In his new publication ‘DE-AD’, architect-artist-writer-forestier Wim Cuyvers bundles both recent and new essays as well as designs of architectural projects that were never executed. ‘DE-AD’ can be seen as the sequel to the successful ‘Text Over Text’ from 2005.
With ‘DE-AD’ Cuyvers on the one hand makes an overview of the spaces he searched and searches for, and he abstracts and names the elements that characterize those spaces; on the other hand, in this book he makes his world view explicit. The graphic design by Filiep Tacq treats the essays and drawings in an equal way, together they lead to the culmination of Cuyvers’ thinking about public space, a thinking that also determines Cuyvers’ architectural practice.

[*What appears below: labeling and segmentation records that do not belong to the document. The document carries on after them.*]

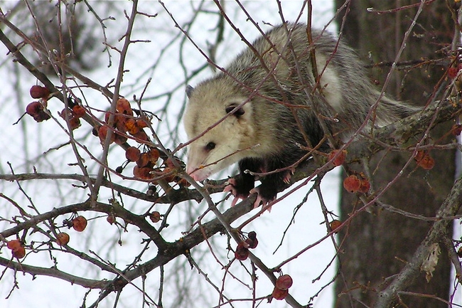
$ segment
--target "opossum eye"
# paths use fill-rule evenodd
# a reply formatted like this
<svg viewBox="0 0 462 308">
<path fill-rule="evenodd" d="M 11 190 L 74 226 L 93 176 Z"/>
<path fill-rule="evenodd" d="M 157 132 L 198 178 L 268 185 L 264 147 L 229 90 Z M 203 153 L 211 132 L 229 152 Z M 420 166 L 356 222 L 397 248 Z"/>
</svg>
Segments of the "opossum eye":
<svg viewBox="0 0 462 308">
<path fill-rule="evenodd" d="M 213 149 L 215 149 L 215 145 L 216 145 L 216 144 L 215 144 L 215 142 L 210 142 L 208 143 L 207 145 L 205 146 L 205 150 L 206 150 L 207 152 L 210 152 L 210 151 L 212 151 Z"/>
<path fill-rule="evenodd" d="M 230 113 L 230 112 L 231 112 L 232 111 L 232 110 L 235 109 L 237 106 L 237 105 L 234 105 L 234 104 L 233 104 L 233 105 L 229 105 L 228 107 L 227 107 L 225 109 L 225 111 L 226 112 L 226 113 Z M 234 115 L 235 115 L 236 117 L 240 117 L 240 116 L 244 115 L 244 113 L 245 113 L 245 111 L 244 111 L 244 108 L 240 107 L 240 108 L 239 108 L 237 110 L 236 110 L 236 112 L 234 113 Z"/>
</svg>

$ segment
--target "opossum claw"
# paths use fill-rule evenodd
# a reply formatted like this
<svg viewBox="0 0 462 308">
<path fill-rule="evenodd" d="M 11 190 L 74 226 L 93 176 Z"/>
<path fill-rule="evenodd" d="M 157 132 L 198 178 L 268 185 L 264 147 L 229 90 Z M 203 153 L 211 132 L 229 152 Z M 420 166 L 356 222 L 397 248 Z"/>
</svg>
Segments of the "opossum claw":
<svg viewBox="0 0 462 308">
<path fill-rule="evenodd" d="M 248 195 L 246 196 L 245 194 L 239 193 L 237 192 L 237 190 L 235 188 L 236 180 L 235 179 L 230 179 L 226 182 L 226 184 L 227 186 L 225 186 L 225 188 L 223 188 L 223 191 L 230 192 L 235 197 L 235 198 L 232 200 L 232 202 L 231 203 L 231 207 L 235 206 L 236 203 L 237 203 L 239 199 L 244 200 L 249 196 Z"/>
<path fill-rule="evenodd" d="M 255 187 L 254 188 L 250 190 L 250 194 L 252 193 L 257 193 L 257 200 L 255 200 L 255 202 L 254 203 L 254 208 L 258 208 L 260 206 L 260 203 L 262 203 L 262 206 L 264 206 L 275 199 L 275 198 L 272 199 L 267 199 L 265 198 L 263 198 L 258 187 Z M 271 206 L 267 208 L 267 210 L 269 212 L 271 212 Z"/>
</svg>

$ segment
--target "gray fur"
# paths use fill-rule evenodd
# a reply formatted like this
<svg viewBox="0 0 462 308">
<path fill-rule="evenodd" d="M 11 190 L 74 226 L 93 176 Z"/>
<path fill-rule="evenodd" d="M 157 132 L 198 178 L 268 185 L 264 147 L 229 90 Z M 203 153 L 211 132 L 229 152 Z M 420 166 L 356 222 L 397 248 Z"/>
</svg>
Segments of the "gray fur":
<svg viewBox="0 0 462 308">
<path fill-rule="evenodd" d="M 192 174 L 200 169 L 196 179 L 237 161 L 255 171 L 290 166 L 306 154 L 300 144 L 314 147 L 324 136 L 319 119 L 333 135 L 343 139 L 365 121 L 380 93 L 362 63 L 343 41 L 318 31 L 312 35 L 321 90 L 315 90 L 306 26 L 301 23 L 275 27 L 237 55 L 224 72 L 194 89 L 188 87 L 184 122 L 190 139 L 246 102 L 190 146 L 188 170 Z M 389 124 L 414 110 L 383 96 L 366 127 Z M 227 156 L 231 157 L 216 163 Z M 273 186 L 279 189 L 281 185 Z"/>
</svg>

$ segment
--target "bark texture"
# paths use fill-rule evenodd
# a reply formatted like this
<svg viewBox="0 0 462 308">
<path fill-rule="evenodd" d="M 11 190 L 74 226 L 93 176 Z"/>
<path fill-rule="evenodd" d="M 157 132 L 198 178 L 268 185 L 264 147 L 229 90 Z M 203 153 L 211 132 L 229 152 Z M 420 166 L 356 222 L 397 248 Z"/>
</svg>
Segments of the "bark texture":
<svg viewBox="0 0 462 308">
<path fill-rule="evenodd" d="M 347 10 L 338 16 L 339 27 L 344 20 L 343 35 L 357 48 L 366 63 L 392 63 L 399 50 L 418 6 L 394 10 L 416 1 L 353 1 Z M 337 0 L 337 8 L 344 4 Z M 368 8 L 373 8 L 372 11 Z M 374 10 L 387 11 L 377 14 Z M 344 16 L 346 12 L 346 17 Z M 399 61 L 415 61 L 414 65 L 394 73 L 386 92 L 396 98 L 425 105 L 446 70 L 440 65 L 419 65 L 421 59 L 442 58 L 441 50 L 452 40 L 453 23 L 446 1 L 433 1 L 425 6 L 417 19 Z M 446 63 L 447 65 L 448 63 Z M 383 85 L 390 66 L 377 66 L 370 70 L 378 86 Z M 448 131 L 453 123 L 441 125 L 431 132 L 437 140 Z M 410 144 L 415 144 L 417 139 Z M 449 137 L 439 140 L 446 143 Z M 432 150 L 436 164 L 429 171 L 412 163 L 402 176 L 380 198 L 380 201 L 407 212 L 434 217 L 437 209 L 451 189 L 454 180 L 453 151 Z M 380 191 L 402 170 L 409 154 L 387 152 L 377 155 L 369 164 L 372 186 Z M 358 171 L 364 171 L 358 166 Z M 350 216 L 362 205 L 358 197 L 343 191 L 341 218 Z M 339 233 L 343 240 L 339 254 L 340 270 L 336 281 L 335 307 L 375 307 L 377 292 L 385 288 L 393 275 L 399 273 L 425 238 L 431 222 L 372 208 L 362 212 L 348 228 Z M 451 230 L 448 230 L 451 232 Z M 450 261 L 441 245 L 437 267 L 429 282 L 421 272 L 412 285 L 404 291 L 431 294 L 448 299 L 450 286 Z M 403 295 L 396 300 L 397 307 L 447 307 L 447 304 L 421 296 Z"/>
</svg>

Here is a man who rails at the complacency, the cowardice and the falsehood that is corroding our relationship with ourselves and the world. His universe is starkly existential, denuded of the trappings of consumerism, of greed, of the domestic, of desire to control and to belong. He is an architect, but not in the sense that he merely solves functional puzzles in space. His architecture is cosmology: a reflection of the deep mythic and symbolic structure of the world that human beings have constructed for themselves on this planet. Human beings as place-finding organisms. Places anchored in biological and spiritual need, places where we defiantly, anxiously struggle with the foundational Law that props up co-existence. People are not here to dwell and to know, but to doubt and to roam, to hide and expose themselves behind a tenuous screen of parkland bushes. Settling is serfdom. Architecture is the making of the non-home, of the non-conditioned space, of the space where internalised control is short-circuited. In the end, there is only one question: our common destiny in the face of death. Hence the proliferation of graves and tombs, sprouting from the urban fabric like tufts of grass from the paving stones. Children's classrooms open out over cemeteries. Necropoles rather than department stores occupy the centers of cities. Crematoria expose themselves to the drone and dust of the motorway. Not for the fainthearted.